The Premier should show us the evidence so we can trust what he says. Claiming he was told GPs were not seeing respiratory patients is not evidence, that is hearsay and as a lawyer he should know that.

If Mr McGowan is relying on the excuse that someone has told him, can he at least salvage some semblance of credibility by assuring the public that it is not the same person who advised him about the staffing levels at PCH?

During COVID, GPs have run the respiratory clinics, seen screened patients with colds and flu, taken care of our aged care population, and some GPs are vulnerable themselves.

In any case, GP-type patients presenting to an emergency department would go to the minor treatment area and therefore do not need a bed, do not get admitted, do not cause bed block and therefore do not cause ramping. They also would have nothing to do with record elective surgery waitlists.
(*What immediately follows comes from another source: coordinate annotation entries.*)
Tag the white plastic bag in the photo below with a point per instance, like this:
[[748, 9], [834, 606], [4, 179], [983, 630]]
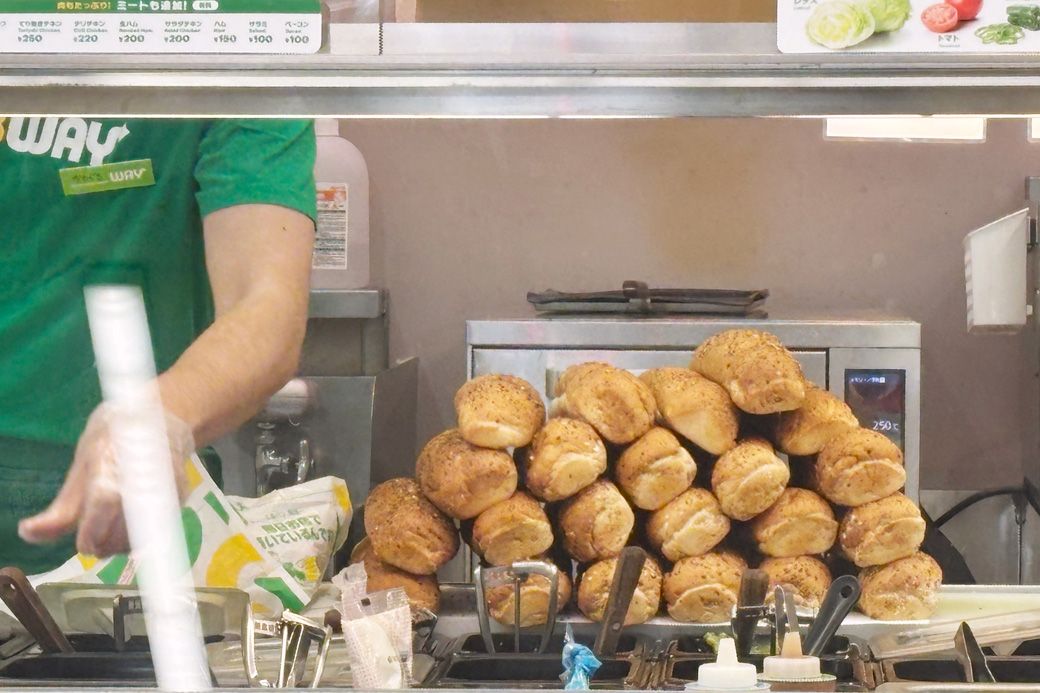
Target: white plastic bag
[[276, 547]]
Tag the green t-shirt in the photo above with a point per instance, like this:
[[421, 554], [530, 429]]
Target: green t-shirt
[[52, 245]]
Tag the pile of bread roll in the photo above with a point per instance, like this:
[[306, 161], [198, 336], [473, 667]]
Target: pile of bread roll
[[683, 461]]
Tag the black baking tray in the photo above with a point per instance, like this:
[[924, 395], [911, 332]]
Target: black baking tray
[[638, 298]]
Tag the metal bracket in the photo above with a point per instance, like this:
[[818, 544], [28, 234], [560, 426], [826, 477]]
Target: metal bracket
[[122, 608], [1033, 196], [520, 572], [297, 634]]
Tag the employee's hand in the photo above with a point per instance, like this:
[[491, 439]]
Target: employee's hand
[[91, 497]]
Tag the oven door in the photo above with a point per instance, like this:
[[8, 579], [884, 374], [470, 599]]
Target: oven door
[[543, 367]]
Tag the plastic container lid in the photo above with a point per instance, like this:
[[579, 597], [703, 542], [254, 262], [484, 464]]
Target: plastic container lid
[[726, 673], [790, 664]]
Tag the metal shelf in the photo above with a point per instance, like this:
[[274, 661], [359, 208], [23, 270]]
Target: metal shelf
[[525, 70], [358, 304]]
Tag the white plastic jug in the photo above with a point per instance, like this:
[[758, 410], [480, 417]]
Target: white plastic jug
[[341, 242]]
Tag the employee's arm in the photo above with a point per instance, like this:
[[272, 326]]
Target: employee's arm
[[259, 259]]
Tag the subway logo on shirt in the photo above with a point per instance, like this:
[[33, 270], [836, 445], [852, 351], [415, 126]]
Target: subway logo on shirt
[[73, 139]]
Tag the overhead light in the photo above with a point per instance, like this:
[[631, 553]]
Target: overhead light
[[907, 128]]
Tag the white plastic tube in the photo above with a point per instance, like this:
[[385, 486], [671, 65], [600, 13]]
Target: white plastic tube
[[126, 366]]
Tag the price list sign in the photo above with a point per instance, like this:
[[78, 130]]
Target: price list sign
[[160, 26]]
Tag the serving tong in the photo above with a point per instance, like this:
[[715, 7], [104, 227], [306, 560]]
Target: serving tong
[[751, 610], [297, 635]]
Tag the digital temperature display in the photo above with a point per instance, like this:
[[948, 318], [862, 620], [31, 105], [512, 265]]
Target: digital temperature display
[[878, 399]]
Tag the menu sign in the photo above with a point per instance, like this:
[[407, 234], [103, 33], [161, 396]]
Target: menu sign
[[908, 26], [160, 26]]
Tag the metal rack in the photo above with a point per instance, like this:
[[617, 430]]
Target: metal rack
[[527, 70]]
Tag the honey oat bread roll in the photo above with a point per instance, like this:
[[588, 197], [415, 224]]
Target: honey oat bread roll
[[749, 479], [799, 523], [821, 418], [857, 467], [907, 589], [498, 411], [596, 523], [594, 591], [614, 402], [808, 575], [462, 479], [514, 530], [654, 469], [760, 376], [534, 599], [566, 456], [423, 591], [703, 589], [882, 531], [695, 407], [692, 524], [406, 530]]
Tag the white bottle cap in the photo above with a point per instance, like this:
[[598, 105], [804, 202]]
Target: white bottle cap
[[327, 127], [726, 673], [790, 663]]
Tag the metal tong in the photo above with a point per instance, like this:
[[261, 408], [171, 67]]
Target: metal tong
[[750, 610], [25, 604], [971, 658], [297, 635], [520, 571], [840, 597], [626, 579]]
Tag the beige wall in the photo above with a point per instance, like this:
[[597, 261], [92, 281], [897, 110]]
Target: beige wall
[[467, 216]]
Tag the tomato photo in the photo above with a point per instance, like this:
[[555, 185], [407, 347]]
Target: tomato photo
[[966, 9], [940, 18]]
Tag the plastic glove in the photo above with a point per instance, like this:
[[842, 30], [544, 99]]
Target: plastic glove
[[91, 497]]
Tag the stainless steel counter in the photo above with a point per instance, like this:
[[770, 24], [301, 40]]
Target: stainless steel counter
[[527, 70]]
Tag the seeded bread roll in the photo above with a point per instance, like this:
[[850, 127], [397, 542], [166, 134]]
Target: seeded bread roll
[[406, 530], [566, 456], [749, 479], [799, 523], [654, 469], [514, 530], [498, 411], [907, 589], [694, 407], [820, 419], [462, 479], [703, 589], [596, 523], [692, 524], [857, 467], [614, 402], [423, 591], [808, 575], [534, 599], [760, 376], [882, 531], [594, 591]]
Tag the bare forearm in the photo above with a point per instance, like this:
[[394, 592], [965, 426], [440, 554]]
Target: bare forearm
[[233, 367], [259, 258]]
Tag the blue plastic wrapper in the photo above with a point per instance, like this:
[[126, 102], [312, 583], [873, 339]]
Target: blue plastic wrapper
[[579, 664]]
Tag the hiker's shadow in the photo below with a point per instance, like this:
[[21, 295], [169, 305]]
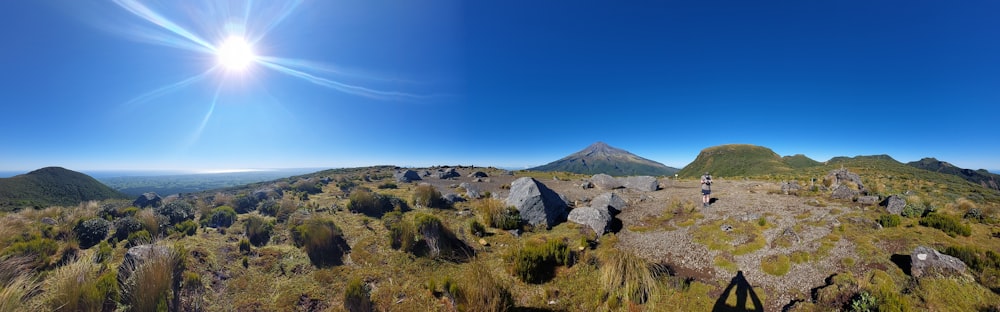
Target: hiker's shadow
[[743, 290]]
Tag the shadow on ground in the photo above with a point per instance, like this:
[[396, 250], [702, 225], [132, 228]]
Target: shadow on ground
[[742, 290]]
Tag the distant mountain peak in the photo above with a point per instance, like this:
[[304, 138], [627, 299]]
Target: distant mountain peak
[[603, 158]]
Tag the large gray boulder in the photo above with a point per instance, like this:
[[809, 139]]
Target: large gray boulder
[[605, 182], [843, 177], [149, 199], [537, 204], [446, 173], [641, 183], [471, 190], [844, 192], [609, 202], [597, 219], [928, 262], [894, 204], [406, 176]]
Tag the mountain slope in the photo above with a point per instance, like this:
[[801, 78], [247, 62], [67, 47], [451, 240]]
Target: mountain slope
[[602, 158], [981, 176], [52, 186], [737, 160]]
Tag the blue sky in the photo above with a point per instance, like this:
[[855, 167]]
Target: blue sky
[[92, 85]]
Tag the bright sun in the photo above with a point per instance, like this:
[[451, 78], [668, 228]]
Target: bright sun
[[235, 54]]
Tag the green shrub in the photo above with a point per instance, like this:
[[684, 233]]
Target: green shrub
[[508, 219], [244, 246], [889, 220], [373, 204], [126, 226], [535, 262], [91, 232], [187, 227], [39, 250], [356, 296], [323, 241], [426, 195], [258, 230], [950, 225], [104, 252], [138, 238], [176, 211], [477, 228], [222, 217]]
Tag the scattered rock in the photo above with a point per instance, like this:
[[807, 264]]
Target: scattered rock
[[596, 219], [844, 192], [928, 262], [790, 187], [406, 176], [538, 205], [641, 183], [894, 204], [149, 199], [605, 182], [447, 174], [609, 202], [868, 200]]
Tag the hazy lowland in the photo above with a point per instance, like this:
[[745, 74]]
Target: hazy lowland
[[601, 229]]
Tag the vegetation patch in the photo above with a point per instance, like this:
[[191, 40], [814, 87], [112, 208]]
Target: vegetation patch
[[776, 265], [946, 223]]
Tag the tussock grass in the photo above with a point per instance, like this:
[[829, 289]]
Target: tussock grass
[[73, 287], [151, 281], [479, 290], [628, 278]]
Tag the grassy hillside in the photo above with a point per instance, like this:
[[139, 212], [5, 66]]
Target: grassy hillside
[[981, 176], [733, 160], [51, 186]]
GPs, and COVID for that matter, are not responsible for the last five years of a slow and steady, predictable increase in ramping and elective surgery waitlists to now record levels. These poor KPIs are the direct response of the McGowan Government running health into the ground with excessive and prolonged austerity to the point of compromising safety.

If he ever gets up from doubling down, I call on the Premier to put up, or apologise.